David raises a really cool constitutional question: How can the government filter through all that traffic and still make the search "reasonable" under the Fourth Amendment? It can because the filter setting determines the legality of the screening. For example, if the filter is set so that it doesn't collect any contents of communications, it wouldn't be a Fourth Amendment search at all. That's what the 9th Circuit held recently in United States v. Forrester: Monitoring at an ISP that collects only noncontent information doesn't trigger Fourth Amendment protection.

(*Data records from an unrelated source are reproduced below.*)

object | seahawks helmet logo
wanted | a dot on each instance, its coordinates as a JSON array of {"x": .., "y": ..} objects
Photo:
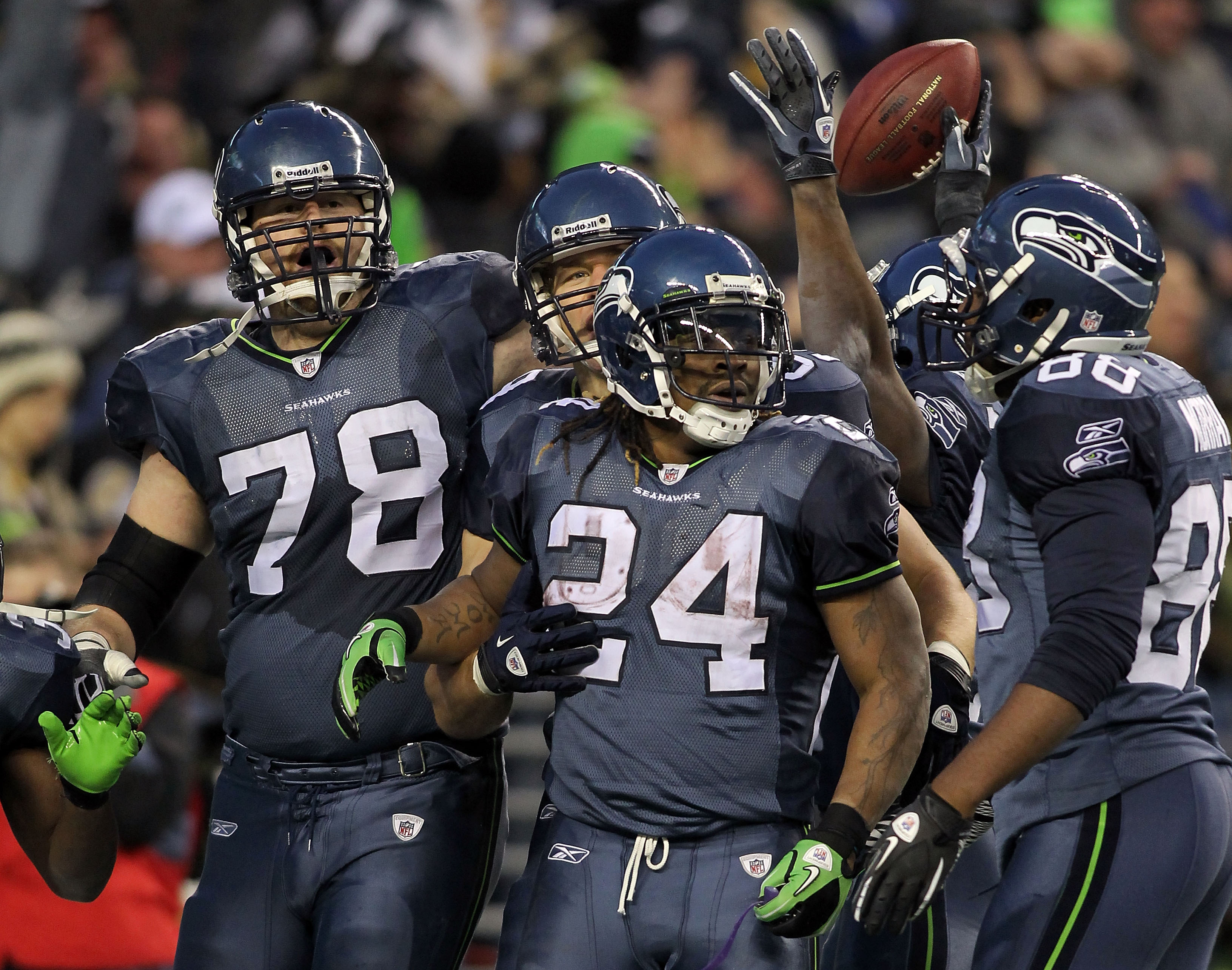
[
  {"x": 616, "y": 286},
  {"x": 1091, "y": 248}
]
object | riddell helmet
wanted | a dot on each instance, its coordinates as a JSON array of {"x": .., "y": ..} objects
[
  {"x": 586, "y": 208},
  {"x": 684, "y": 291},
  {"x": 297, "y": 150},
  {"x": 1056, "y": 264},
  {"x": 917, "y": 275}
]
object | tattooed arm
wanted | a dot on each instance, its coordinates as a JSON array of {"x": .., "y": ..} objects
[
  {"x": 460, "y": 618},
  {"x": 879, "y": 640},
  {"x": 456, "y": 623}
]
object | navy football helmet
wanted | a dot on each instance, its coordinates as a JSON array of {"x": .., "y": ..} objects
[
  {"x": 297, "y": 150},
  {"x": 586, "y": 208},
  {"x": 685, "y": 291},
  {"x": 1055, "y": 264},
  {"x": 918, "y": 275}
]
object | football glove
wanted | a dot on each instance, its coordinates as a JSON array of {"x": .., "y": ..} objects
[
  {"x": 377, "y": 652},
  {"x": 92, "y": 755},
  {"x": 799, "y": 114},
  {"x": 964, "y": 174},
  {"x": 806, "y": 890},
  {"x": 534, "y": 651},
  {"x": 910, "y": 864},
  {"x": 949, "y": 718}
]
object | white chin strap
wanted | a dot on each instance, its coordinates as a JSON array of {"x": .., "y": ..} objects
[
  {"x": 983, "y": 382},
  {"x": 299, "y": 290}
]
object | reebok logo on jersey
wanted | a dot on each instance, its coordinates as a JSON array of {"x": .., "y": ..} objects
[
  {"x": 314, "y": 401},
  {"x": 946, "y": 720},
  {"x": 1205, "y": 422},
  {"x": 821, "y": 856},
  {"x": 1100, "y": 432},
  {"x": 757, "y": 864},
  {"x": 406, "y": 827},
  {"x": 1103, "y": 448},
  {"x": 514, "y": 661},
  {"x": 562, "y": 853},
  {"x": 906, "y": 826}
]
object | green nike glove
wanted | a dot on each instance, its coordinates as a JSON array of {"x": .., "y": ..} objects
[
  {"x": 377, "y": 652},
  {"x": 806, "y": 890},
  {"x": 92, "y": 755}
]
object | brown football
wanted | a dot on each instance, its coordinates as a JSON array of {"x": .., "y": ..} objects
[{"x": 890, "y": 132}]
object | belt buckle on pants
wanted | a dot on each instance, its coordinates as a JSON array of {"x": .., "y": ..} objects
[{"x": 423, "y": 762}]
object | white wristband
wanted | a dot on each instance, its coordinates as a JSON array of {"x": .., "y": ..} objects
[
  {"x": 948, "y": 650},
  {"x": 479, "y": 680},
  {"x": 93, "y": 638}
]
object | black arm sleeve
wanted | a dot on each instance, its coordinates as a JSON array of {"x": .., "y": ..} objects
[{"x": 1097, "y": 540}]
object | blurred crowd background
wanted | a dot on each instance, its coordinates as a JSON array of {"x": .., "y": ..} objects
[{"x": 111, "y": 117}]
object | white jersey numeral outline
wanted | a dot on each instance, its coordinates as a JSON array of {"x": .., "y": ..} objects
[
  {"x": 294, "y": 456},
  {"x": 733, "y": 545}
]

The same idea applies when the government targets content. The issue is how the filter is set and what the monitoring collects. This came up in United States v. Scarfo, a New Jersey case from 2001. In that case, the government obtained a warrant and installed a keystroke-monitoring device on the computer of a New Jersey Mafia boss, Little Nicky Scarfo. The monitoring revealed the boss's encryption pass phrase, letting the government decrypt his private files and use the evidence against him. Scarfo argued that the warrant was an illegal general warrant because it let the government screen every single keystroke he typed.

But the judge disagreed with Little Nicky. He ruled that the legality of the monitoring depended on what the government was looking for, rather than what information passed through the filter. The same idea applies to monitoring over communications networks. So long as the filter setting is reasonable, the search should be reasonable.

As I said, it's all about the filters.